Another enticing part of the MPH program for Tiggelaar was the practicum component. She knew doing an internship that provided practical experience would assist her in finding employment after graduation. Perhaps most enticing was that global health students have the potential to do an international practicum. That was something Tiggelaar had been dreaming about from the moment she had applied.

"I was at the Canadian Conference on Global Health when I heard Salim Sohani and other staff from the Canadian Red Cross speak," explains Tiggelaar. "Their presentations on disaster response and community health resonated with me. I wanted to learn more about their work, so I approached them."

What Tiggelaar didn't know at the time was these brief interactions would help chart a new path for her future.

After speaking with Sohani, Tiggelaar reflected on her goals. She wanted to begin her career in Canada, learn about program planning and development, and didn't want to go into a country, volunteer and leave. She soon set her sights on the Canadian Red Cross and requested an internship with the health team in International Operations.

Tiggelaar spent three months in Ottawa reading through thousands of articles to prepare a literature review on reproductive, maternal, newborn and child health in humanitarian crises. She presented her findings to the Canadian Red Cross International Operations, and at the Canadian Conference on Global Health in Montreal.

"The experience was unparalleled," reflects Tiggelaar. "I found an organization that aligned with my core values, a placement I was passionate about and was mentored by a supervisor-Sohani-who encouraged my continuous growth."

And he continues to mentor her today.

Now, Tiggelaar is employed with the Canadian Red Cross as a program officer in the Global Health Unit in Ottawa. Together with the local Philippine Red Cross, Tiggelaar and colleagues are planning a program focusing on disaster risk reduction and preventing health emergencies on Panay Island in the Philippines; an island that was affected by Typhoon Haiyan, locally called Typhoon Yolanda, in 2013. This work will make communities more resilient when the next typhoon hits.
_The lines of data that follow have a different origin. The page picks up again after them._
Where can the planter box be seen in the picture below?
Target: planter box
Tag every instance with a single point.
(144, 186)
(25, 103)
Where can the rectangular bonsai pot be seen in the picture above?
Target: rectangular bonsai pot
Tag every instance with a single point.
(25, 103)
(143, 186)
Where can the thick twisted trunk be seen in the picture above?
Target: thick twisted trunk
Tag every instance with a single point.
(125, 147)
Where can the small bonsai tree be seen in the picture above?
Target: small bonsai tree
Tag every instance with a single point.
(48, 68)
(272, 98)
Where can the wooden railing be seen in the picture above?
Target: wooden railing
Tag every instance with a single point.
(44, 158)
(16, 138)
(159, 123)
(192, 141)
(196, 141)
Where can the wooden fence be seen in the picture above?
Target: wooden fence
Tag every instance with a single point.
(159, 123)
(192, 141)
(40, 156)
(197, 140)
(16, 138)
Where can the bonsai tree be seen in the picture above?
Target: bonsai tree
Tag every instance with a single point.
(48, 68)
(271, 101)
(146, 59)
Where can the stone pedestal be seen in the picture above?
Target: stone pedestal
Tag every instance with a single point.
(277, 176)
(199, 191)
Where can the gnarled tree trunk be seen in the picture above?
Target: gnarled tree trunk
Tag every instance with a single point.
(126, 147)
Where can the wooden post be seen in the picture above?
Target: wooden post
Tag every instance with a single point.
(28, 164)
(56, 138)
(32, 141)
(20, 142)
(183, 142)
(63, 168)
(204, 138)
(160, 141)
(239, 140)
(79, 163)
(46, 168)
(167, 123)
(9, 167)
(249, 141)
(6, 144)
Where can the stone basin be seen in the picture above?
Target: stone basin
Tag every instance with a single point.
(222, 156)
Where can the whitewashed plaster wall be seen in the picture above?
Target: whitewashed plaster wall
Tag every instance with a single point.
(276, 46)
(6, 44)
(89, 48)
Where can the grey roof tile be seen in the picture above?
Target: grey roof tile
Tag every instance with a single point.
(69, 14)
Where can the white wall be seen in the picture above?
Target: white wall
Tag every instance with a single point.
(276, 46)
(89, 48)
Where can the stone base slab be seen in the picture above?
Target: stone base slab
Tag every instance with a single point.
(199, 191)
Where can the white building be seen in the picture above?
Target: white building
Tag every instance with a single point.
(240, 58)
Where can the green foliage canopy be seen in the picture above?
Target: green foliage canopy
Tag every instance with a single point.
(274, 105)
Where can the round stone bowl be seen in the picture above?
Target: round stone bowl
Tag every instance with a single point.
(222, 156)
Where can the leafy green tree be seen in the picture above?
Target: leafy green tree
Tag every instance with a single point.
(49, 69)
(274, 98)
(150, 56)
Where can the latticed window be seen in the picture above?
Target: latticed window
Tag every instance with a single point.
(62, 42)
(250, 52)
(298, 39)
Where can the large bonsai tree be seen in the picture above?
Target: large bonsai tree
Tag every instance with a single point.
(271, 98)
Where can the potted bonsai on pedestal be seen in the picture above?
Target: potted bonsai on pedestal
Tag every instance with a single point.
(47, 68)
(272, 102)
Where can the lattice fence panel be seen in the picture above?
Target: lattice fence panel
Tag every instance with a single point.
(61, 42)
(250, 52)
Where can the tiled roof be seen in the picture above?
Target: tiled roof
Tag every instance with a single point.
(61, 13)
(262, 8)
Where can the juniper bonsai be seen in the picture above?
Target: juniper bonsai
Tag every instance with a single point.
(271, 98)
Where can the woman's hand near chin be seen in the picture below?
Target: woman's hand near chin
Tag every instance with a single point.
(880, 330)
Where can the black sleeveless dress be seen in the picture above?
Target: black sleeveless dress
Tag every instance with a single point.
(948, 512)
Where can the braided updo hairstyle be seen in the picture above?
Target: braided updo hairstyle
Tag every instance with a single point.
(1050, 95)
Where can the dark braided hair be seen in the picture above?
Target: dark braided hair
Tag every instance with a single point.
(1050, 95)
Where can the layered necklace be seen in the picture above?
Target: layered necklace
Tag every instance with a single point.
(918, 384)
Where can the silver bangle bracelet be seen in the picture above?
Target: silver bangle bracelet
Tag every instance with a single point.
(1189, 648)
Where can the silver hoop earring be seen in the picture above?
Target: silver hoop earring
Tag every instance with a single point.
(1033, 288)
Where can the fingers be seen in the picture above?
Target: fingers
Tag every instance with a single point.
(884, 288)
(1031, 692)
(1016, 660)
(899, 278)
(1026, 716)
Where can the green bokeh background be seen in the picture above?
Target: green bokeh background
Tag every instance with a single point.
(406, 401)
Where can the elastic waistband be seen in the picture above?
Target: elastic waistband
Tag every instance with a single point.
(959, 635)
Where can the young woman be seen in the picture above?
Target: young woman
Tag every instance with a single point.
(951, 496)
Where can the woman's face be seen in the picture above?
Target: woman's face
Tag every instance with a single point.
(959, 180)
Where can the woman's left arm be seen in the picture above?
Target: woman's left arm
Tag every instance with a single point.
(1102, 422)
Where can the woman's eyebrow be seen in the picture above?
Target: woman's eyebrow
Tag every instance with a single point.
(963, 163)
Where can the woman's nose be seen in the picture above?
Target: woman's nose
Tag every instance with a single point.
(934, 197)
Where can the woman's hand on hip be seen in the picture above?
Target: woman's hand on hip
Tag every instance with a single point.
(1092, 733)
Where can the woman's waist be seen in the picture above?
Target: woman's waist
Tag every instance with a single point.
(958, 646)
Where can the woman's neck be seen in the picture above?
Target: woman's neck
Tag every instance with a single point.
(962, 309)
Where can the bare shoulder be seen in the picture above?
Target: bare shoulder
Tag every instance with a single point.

"When I go there, I see risks everywhere," says Tiggelaar, who has been on two planning missions so far. "The Philippines sees typhoons and flooding at least once a week during the rainy season, which is expected to increase late this year due to La Nina. Few of these are large enough to warrant international media attention which results in monetary donations. The local disasters that go unnoticed along coastal communities can destroy boats, homes, farms and, ultimately, livelihoods."

And although the significance of her work may not be as easily measured or as immediate as when she practiced as a registered nurse, Tiggelaar has confidence in her organization and the work they do.

"We are often told problems are too big-the solutions too complicated-and to be realistic about our capabilities," says Tiggelaar. "But I am a dreamer and, from my work at the Canadian Red Cross, I see this sentiment isn't true."

"Each of us can influence change. As Canadians, we have been privileged to grow up in the best country in the world. I believe it is our duty to partner and share ideas, knowledge and resources with people around the world."

Sean and Bernice Tiggelaar were proudly welcomed as new alumni of the School of Public Health, alongside 46 of their classmates in the Class of Spring 2016 on Wednesday, June 8. Bernice graduated with her master of public health in global health and Sean graduated with his master of science in health technology assessment. The couple that studies together, graduates together. Congratulations to the Class of Spring '16.